Thursday, August 25, 2022

Active and Passive Senses

 I have noticed at different times that we speak differently of our senses if we are using them actively or passively (sorta).


If we are trying actively to hear we say, I am listening


Sight: I'm looking.


Touch: I am feeling. (Although this feels different from looking and listening somehow).


The case with smell and taste is more difficult. I haven't been able to find any words that connote an active sense of 'trying to smell or taste with greater clarity'.


Interestingly, we use touch, sight, and hearing as metaphors for understanding. Even more interestingly, when we feel that we have understood someone we use the passive version of that sense. When we understand we don't say "I am listening/looking." We say "I hear you. I see you. I feel you." 


Hear, not listening. See, not look. Feel, not feeling. (Again, feel seems different here).


In every case, we are talking about certain senses, but seemingly primarily metaphorically. When I understand a client I may say "Oh, I see," or "I really hear you when you say..." 


These are mostly scattered reflections, as I have been enjoying blogging and want to do more of it.

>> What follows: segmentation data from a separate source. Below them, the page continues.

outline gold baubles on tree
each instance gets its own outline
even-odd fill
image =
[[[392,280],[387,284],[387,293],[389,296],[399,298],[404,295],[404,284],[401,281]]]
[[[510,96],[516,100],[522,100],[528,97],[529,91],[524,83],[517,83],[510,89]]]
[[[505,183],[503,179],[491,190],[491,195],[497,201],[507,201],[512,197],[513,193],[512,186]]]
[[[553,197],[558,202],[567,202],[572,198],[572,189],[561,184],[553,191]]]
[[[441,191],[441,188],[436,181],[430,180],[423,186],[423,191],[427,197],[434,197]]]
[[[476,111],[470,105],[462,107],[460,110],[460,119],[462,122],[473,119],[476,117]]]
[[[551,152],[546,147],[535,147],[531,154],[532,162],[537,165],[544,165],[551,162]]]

But I also in some ways take all this as evidence of the depth of Gendlin's account of the body, and imagine that my friend Keir would render all this in terms of the soul (in the Platonic or Aristotelian sense). There would be something to say about 'kination', or that imagination originates in our bodily sense of understanding. Seeing, hearing, feeling; all of these are ways of expressing understanding.


Understanding is what the body does, not the senses.